# links



## chromis (14. Apr. 2008)

Hi,

entweder bin ich schwer von Begriff oder die Link-Datenbank funktioniert nicht. Wenn ich dort auf einen der angegebenen links klicke, erscheint dieser Text:



> Sie haben bereits ein Benutzerkonto mit dem Benutzernamen chromis in diesem Forum registriert.

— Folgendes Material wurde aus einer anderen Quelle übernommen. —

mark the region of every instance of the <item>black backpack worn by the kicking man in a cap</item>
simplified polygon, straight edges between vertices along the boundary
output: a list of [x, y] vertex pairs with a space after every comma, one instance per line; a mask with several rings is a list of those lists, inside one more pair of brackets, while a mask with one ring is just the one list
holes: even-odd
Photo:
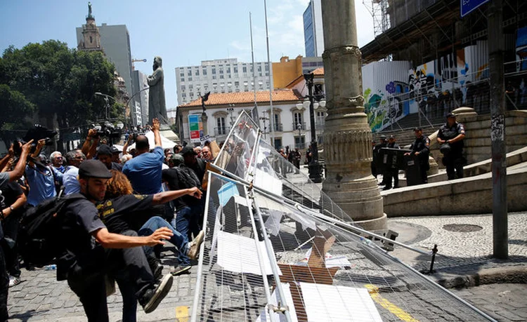
[[26, 266], [42, 267], [63, 253], [60, 229], [64, 220], [63, 207], [72, 201], [84, 199], [81, 194], [48, 199], [28, 209], [20, 220], [18, 250]]

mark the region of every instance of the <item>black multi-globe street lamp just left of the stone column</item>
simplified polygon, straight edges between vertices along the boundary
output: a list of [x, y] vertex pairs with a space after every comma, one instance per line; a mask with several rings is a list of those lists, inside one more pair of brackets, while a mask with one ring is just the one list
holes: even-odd
[[[322, 166], [318, 163], [318, 146], [317, 146], [317, 137], [315, 131], [315, 109], [320, 107], [325, 107], [325, 100], [323, 95], [313, 95], [313, 73], [304, 74], [304, 79], [306, 79], [306, 86], [308, 88], [308, 95], [306, 96], [307, 100], [302, 102], [304, 107], [309, 107], [309, 121], [311, 127], [311, 162], [308, 164], [309, 168], [309, 179], [311, 181], [318, 183], [322, 182]], [[316, 102], [315, 100], [320, 101]], [[297, 105], [298, 108], [298, 105]]]

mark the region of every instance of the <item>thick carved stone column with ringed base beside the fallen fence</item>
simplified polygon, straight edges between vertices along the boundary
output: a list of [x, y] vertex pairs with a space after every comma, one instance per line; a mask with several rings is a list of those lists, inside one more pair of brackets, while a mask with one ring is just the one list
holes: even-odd
[[327, 117], [323, 191], [365, 229], [386, 229], [372, 176], [372, 130], [363, 107], [361, 54], [353, 0], [322, 1]]

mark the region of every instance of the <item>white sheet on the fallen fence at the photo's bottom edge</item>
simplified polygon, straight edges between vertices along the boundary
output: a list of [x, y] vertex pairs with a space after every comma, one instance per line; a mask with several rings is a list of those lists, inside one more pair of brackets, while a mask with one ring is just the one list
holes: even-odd
[[300, 282], [308, 321], [382, 322], [365, 288]]

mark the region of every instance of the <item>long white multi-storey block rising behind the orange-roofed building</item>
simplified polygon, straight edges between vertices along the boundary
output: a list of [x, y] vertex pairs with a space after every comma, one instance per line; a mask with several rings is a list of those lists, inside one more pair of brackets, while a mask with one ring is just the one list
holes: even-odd
[[200, 98], [200, 94], [239, 93], [268, 90], [269, 65], [267, 62], [238, 62], [236, 58], [203, 60], [200, 66], [176, 67], [178, 105]]

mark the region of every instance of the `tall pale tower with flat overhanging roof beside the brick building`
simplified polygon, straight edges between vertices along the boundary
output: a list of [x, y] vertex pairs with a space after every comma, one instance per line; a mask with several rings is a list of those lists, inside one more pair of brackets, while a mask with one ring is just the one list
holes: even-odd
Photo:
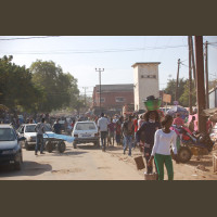
[[135, 110], [145, 110], [143, 101], [149, 95], [159, 97], [158, 65], [159, 62], [135, 63]]

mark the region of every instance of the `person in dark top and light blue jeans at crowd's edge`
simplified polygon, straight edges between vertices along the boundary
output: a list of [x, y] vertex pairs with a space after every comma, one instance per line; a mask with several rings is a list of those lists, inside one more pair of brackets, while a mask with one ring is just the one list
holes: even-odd
[[129, 120], [124, 122], [123, 133], [124, 133], [124, 154], [127, 150], [127, 146], [129, 146], [128, 155], [131, 156], [131, 144], [132, 144], [132, 138], [135, 133], [132, 116], [129, 116]]

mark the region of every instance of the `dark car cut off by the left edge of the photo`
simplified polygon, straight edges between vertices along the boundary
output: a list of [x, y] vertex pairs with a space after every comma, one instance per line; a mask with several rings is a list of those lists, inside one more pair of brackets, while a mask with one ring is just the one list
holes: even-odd
[[8, 124], [0, 125], [0, 164], [14, 164], [15, 169], [20, 170], [23, 163], [21, 141], [15, 129]]

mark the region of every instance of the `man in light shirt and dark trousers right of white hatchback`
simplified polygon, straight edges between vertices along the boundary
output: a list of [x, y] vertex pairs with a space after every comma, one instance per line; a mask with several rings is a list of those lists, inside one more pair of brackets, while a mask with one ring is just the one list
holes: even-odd
[[108, 125], [107, 118], [104, 117], [104, 113], [101, 114], [101, 118], [98, 120], [98, 127], [100, 131], [100, 137], [101, 137], [101, 145], [102, 145], [102, 151], [105, 151], [105, 140], [107, 136], [107, 125]]

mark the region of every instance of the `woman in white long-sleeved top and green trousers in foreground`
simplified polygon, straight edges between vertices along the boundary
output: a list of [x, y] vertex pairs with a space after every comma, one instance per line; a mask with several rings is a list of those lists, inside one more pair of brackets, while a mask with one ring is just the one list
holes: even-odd
[[152, 165], [152, 161], [154, 158], [158, 180], [164, 180], [164, 164], [167, 169], [168, 180], [174, 180], [174, 167], [170, 155], [170, 145], [173, 145], [173, 152], [175, 154], [175, 161], [178, 163], [177, 157], [177, 146], [176, 146], [176, 132], [170, 130], [169, 128], [173, 125], [173, 117], [170, 115], [166, 115], [164, 120], [162, 122], [162, 129], [158, 129], [155, 132], [154, 137], [154, 146], [152, 149], [151, 158], [149, 159], [148, 165]]

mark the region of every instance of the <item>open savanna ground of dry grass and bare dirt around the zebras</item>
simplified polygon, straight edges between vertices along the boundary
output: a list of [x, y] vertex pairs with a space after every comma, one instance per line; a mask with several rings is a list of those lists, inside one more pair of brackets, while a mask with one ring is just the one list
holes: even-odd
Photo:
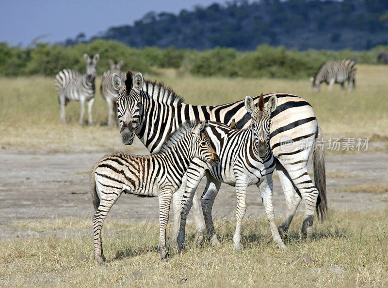
[[[204, 78], [172, 70], [158, 78], [192, 104], [261, 92], [302, 96], [314, 107], [325, 139], [369, 137], [368, 151], [326, 149], [328, 216], [323, 224], [315, 221], [311, 239], [300, 241], [301, 207], [284, 240], [287, 251], [272, 243], [259, 194], [251, 188], [244, 249], [234, 253], [234, 188], [223, 185], [214, 206], [221, 246], [194, 247], [190, 223], [186, 250], [170, 251], [170, 261], [161, 263], [157, 199], [125, 195], [104, 224], [110, 262], [100, 269], [92, 257], [89, 171], [105, 153], [146, 150], [139, 142], [124, 147], [118, 129], [107, 130], [98, 89], [95, 125], [79, 127], [79, 104], [70, 103], [63, 126], [52, 78], [0, 78], [1, 285], [387, 286], [388, 67], [359, 66], [352, 92], [335, 86], [329, 93], [323, 85], [313, 93], [308, 80]], [[285, 204], [274, 178], [279, 223]]]

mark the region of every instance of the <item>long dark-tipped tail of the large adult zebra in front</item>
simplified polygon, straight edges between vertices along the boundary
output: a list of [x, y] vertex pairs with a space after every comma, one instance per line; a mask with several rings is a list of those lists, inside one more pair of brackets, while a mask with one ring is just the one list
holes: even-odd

Falls Sie Ihr Kennwort vergessen haben, können Sie sich ein neues Kennwort zuschicken lassen.



Was mache ich falsch?


----------



## Redlisch (14. Apr. 2008)

*AW: links*

nix ....

bei mir genau das selbe ...

jeder Link geht an register.php, da ist der Fehler, nicht bei uns...

Axel


----------



## Olli.P (14. Apr. 2008)

*AW: links*

Hi,



> Was mache ich falsch?



Ich denke mal nix  

Iss bei mir genauso :evil 

Da muss der Dechnigger ran


----------



## rut49 (15. Apr. 2008)

*AW: links*

 
ist bei mir genau so, kann nix aufrufen, steht nur: sie sind bereits.......
mfG Regina


----------



## Joachim (15. Apr. 2008)

*AW: links*

Die Links werden ab 22.00 bis 7.00 Schlafen gelegt! 




Nein - Es lag an der Umstellung der Usergruppen, da wurde von mir die Linkliste schlicht vergessen ...   
Daher: Danke für den Hinweis.


----------